Menottés à la table du conseil
C’est le moment choisi par les militants bien rôdés aux opérations coup de poing pour jouer du mégaphone et pour investir les lieux souhaitant volontairement perturber l’instant du vote afin de le rendre nul. En quelques instants ils sont une bonne vingtaine à se disperser le long des tables en U. Certains se bâillonnent, d’autres se menottent aux pieds de table, d’autres encore lancent des tracts aux élus.
Et les esprits s’échauffent très rapidement, chacun campant sur ses positions. « Vous n’êtes pas des Dieppois, vous ne connaissez rien de notre territoire, de nos préoccupations, du projet que nous avons défendu durant la campagne » lâche un Thierry Levasseur pugnace repris par Hugues Falaize, lapidaire : « Vous ne respectez pas la démocratie ». En face, Xavier Renou, porte-parole de Stop EPR 2, s’estime à l’inverse tout à fait en droit d’intervenir de la sorte : « Le débat démocratique va être confisqué, je représente la démocratie sûrement mieux que vous car vous avez peur de la population… C’est un sujet trop grave pour être laissé aux seuls élus.

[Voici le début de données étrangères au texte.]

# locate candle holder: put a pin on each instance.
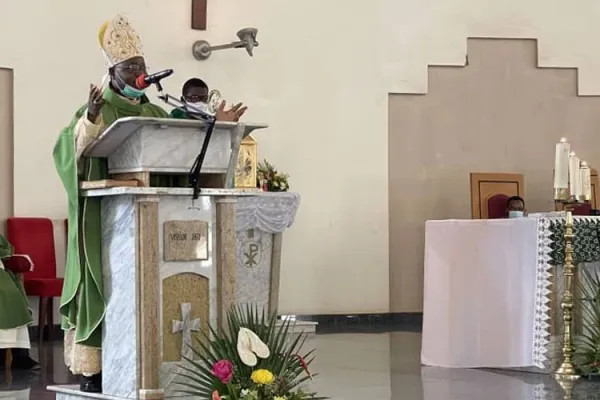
(567, 371)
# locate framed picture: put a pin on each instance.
(245, 172)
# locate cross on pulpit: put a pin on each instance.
(186, 326)
(199, 8)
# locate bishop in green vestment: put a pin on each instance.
(82, 304)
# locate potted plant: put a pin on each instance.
(587, 345)
(271, 180)
(251, 358)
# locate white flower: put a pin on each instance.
(250, 346)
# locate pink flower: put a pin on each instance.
(223, 370)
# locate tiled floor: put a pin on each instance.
(366, 367)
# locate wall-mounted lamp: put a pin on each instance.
(202, 49)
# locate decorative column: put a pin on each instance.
(148, 289)
(275, 272)
(226, 256)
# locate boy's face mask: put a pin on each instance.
(515, 214)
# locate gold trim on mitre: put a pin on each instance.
(119, 41)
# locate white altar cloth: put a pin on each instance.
(481, 281)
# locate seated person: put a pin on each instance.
(515, 207)
(15, 314)
(195, 93)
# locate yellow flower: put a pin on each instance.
(262, 377)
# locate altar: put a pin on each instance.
(176, 259)
(492, 290)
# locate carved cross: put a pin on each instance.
(186, 326)
(199, 8)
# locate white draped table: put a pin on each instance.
(487, 291)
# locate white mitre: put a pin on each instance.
(119, 41)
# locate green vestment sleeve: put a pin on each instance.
(82, 304)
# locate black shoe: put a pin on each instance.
(91, 384)
(21, 360)
(25, 364)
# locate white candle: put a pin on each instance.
(561, 164)
(586, 181)
(574, 175)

Vous êtes peut-être élus mais nous sommes légitimes ». Et tous les militants de scander le slogan cher au maire de Dieppe : « La ville appartient à tous les habitants ! »
Le flottement est total durant de longues minutes où l’on ne sait guère comment tout cela va se terminer. Aux quatre coins de la salle les échanges sont musclés voire surréalistes lorsque des communistes sont assimilés à des « suppôts du capitalisme ». Sébastien Jumel décide alors de faire appel au sous-préfet qui requiert finalement le commissaire pour jouer les médiateurs.
Assis en rond par terre, les manifestants savent que désormais l’intervention avec les forces de police est imminente. Ils jouent encore la montre quelques minutes mais négocient leur départ au fait qu’on leur laisse la possibilité de rester suivre le conseil. Ce qui leur importe à cet instant est de savoir si la fameuse motion a été votée ou pas. Dans le second cas ils entendent bien rester jusqu’au bout pour empêcher tout vote.
Mais si, la motion a été votée, « Elle peut être contestée car il n’a pu y avoir comptage des bras levés avec nos banderoles » avancent-ils avant de finalement quitter les lieux visiblement satisfaits d’avoir donné ainsi un coup de semonce. Car des actions, il y en aura d’autres, peut-être moins « bon enfant », concluait une militante.